I mean, if we take the Brundtland Report’s definition of sustainability -- “a process or act that meets the needs of the present without compromising the ability of future generations to meet their own needs”– then sustainability is basically a premise that is impossible to oppose. You can’t hate it. Hating sustainability would be like rejoicing in mass destruction…or hoping for environmental apocalypse…or wanting to kill kittens.

This said, the premise of sustainable development poses some really tricky issues for architects, i.e. people who are in the business of designing new buildings…people whose job it is to make things that use lots of natural resources and consume lots of energy…people who build new office towers for wealthy corporations, replacing open space [“nature”] with overly-air-conditioned cubicles. See the problem?

Let me illustrate the dilemma a little further by explaining a change that has taken place with regards to the architectural conception of “footprint.” Pre-sustainability, a building’s “footprint” was simply where [and how] it interacted with the ground – the surface or space occupied by a structure. Today, the understanding of an architectural “footprint” has expanded to incorporate the much more abstract notion of the building’s impact and demand on the environment at large – the embodied energy it consumes and the carbon it emits. This change was initiated in part by ecologist William Reese’s book Our Ecological Footprint: Reducing Impact on Earth, and has been expanded by the recent media emphasis on carbon counting and offsetting. Whereas the first type of footprint can be represented by a drawing of the building [a “plan”], the second requires a vast array of scientific modeling and measurements, life-cycle analyses, data tables and excel spreadsheets.

The premise of sustainable development carries with it a moral imperative to “minimize footprint.” Taken to its logical extreme, this injunction is incompatible with the very act of building – not building always has a smaller footprint than building. Architects, from the outset, find themselves in a compromised position. Unable to achieve the ultimate goal [“minimize footprint,” “leave no trace,” etc.] they must constantly weigh various options, trying to anticipate which undesirable option will make their work the least bad.

Now, I know what you’re thinking. The outlook doesn't have to be so bleak. Architects can simply do their best to minimize the environmental impact of their buildings.
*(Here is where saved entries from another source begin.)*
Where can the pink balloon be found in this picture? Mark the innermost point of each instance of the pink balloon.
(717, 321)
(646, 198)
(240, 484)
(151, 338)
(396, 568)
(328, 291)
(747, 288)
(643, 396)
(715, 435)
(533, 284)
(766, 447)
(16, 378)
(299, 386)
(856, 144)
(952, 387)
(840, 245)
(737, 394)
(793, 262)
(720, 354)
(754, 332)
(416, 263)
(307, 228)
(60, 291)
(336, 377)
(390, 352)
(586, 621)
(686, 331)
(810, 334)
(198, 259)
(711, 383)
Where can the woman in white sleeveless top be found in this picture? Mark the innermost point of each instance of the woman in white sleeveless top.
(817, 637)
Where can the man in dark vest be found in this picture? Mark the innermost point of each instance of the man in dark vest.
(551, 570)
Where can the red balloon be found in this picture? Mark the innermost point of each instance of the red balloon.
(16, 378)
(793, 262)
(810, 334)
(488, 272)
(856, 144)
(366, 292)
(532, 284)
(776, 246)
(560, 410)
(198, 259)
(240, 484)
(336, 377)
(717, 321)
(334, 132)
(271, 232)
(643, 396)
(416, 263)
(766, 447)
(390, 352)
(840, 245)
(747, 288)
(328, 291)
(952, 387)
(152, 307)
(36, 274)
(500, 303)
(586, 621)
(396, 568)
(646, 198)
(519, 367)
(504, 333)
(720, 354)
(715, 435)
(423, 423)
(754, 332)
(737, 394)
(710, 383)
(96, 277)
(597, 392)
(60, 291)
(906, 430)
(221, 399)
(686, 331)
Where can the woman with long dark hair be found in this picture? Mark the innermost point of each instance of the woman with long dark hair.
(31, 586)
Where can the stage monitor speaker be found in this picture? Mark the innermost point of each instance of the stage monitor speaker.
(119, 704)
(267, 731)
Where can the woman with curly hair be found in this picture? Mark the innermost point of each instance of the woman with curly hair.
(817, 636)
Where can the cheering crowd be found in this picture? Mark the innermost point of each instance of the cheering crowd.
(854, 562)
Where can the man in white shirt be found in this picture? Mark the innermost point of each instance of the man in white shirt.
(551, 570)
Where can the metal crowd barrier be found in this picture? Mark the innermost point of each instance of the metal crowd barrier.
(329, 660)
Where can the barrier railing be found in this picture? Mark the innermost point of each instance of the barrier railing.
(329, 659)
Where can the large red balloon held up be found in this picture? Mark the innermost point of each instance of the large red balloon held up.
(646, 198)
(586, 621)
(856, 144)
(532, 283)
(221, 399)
The result may not be perfect, but with new technologies and different strategies, it can be more sustainable than what we’ve got right now. Of course, you are right, and let me assure you, there are lots of architects who are working in this way. There are even more architects who are making lots of money pretending to do so, but that is another issue altogether.

Let me just leave you with one thought. In my mind, it’s not enough to blindly accept the premise of sustainable development -- to assuage our guilt by offseting carbon in an effort to minimize our collective footprint. We shouldn’t be afraid to be critical of the premises of sustainable development and our critique shouldn’t be interpreted as a dismissal of the problems at hand. We should embrace today’s tone of looming crisis as an opportunity to reevaluate our priorities and to think really carefully about what it is, exactly, that we’re interested in sustaining.

As an architect, I guess what I’m searching for is a way to carve out a position for myself that’s somewhere in between loving kittens and hating sustainability.